Verklärend gerät der Blick auf die Vergangenheit allerdings nie, Ozon bedient keine nostalgischen Bedürfnisse. Denn unter der visuell überbordenden Oberfläche und hinter dem immer irrwitzigere dramaturgische Wendungen nehmenden Plot ist der Film ein ziemlich scharfsinniger Kommentar zu den gegenwärtigen politischen Verhältnissen. So finden sich in der Figur von Suzannes Tochter Joëlle nicht nur Anspielungen auf neoliberale Arbeitsverhältnisse und die Tendenz zum anti-feministischen Backlash. Der politische Aufstieg Suzannes ist von der Karriere Ségolène Royals inspiriert, und die Figur Pujols erinnert ganz konkret an Nicolas Sarkozy.
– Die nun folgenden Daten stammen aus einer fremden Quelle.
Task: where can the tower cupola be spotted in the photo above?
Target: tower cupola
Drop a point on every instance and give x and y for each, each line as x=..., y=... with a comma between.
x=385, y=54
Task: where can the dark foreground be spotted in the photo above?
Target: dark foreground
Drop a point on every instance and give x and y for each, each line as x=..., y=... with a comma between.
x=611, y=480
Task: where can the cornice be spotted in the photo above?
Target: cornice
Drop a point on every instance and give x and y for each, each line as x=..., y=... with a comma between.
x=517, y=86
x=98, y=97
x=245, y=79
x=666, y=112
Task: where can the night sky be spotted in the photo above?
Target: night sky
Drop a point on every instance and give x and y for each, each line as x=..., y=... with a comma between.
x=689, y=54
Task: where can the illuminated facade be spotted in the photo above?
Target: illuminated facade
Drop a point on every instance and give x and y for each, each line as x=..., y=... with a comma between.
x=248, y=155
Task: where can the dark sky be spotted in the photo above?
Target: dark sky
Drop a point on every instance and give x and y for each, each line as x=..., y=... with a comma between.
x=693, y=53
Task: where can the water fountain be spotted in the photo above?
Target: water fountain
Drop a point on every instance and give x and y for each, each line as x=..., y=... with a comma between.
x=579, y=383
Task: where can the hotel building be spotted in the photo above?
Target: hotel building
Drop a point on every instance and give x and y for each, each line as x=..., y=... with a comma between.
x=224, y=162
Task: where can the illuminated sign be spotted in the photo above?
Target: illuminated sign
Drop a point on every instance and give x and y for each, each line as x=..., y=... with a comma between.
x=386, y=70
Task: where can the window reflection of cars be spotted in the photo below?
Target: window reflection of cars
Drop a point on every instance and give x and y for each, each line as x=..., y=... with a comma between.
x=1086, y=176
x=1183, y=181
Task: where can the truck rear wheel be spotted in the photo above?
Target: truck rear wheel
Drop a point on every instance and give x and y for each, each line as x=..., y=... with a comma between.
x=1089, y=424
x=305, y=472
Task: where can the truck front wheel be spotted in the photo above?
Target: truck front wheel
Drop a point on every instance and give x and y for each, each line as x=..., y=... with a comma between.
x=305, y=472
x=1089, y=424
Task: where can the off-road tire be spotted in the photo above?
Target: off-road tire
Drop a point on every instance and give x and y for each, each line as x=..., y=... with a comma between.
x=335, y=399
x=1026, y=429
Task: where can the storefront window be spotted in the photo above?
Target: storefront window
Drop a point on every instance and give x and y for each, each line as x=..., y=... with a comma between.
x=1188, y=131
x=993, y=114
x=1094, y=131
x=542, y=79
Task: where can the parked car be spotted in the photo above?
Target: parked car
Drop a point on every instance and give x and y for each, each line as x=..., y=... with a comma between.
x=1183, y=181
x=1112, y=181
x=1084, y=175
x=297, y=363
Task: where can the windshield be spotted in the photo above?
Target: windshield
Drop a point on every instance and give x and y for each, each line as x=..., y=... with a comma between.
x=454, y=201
Pujols Ausspruch »Wenn sie mehr Geld wollen, sollen sie mehr arbeiten« geht auf eine wörtliche Aussage des französischen Staatspräsidenten zurück. Natürlich gibt es auch eine Menge Quatsch und Klamauk, aber letztendlich erreicht Ozon mit seinem boulevardesken Overkill sicherlich mehr als die meisten sozialrealistischen Filme über das Arbeitermilieu.
Vor allem begeistert der Film als schrullige Emanzipationsgeschichte einer Frau, die mit Perlenkette, Pelzmantel und Gesang zu einer entspannt radikalen Position findet. Wenn sie am Wahltag im eleganten Kostüm vor ihren begeisterten Anhängern das Matriarchat propagiert und anschließend emphatisch »C’est beau la vie« singt, mag das vielleicht heillos versponnen wirken – es ist aber ebenso ein mitreißendes feministisches Manifest.

»Das Schmuckstück« (F 2010). Regie: François Ozon, Darsteller: Catherine Deneuve, Gérard Depardieu.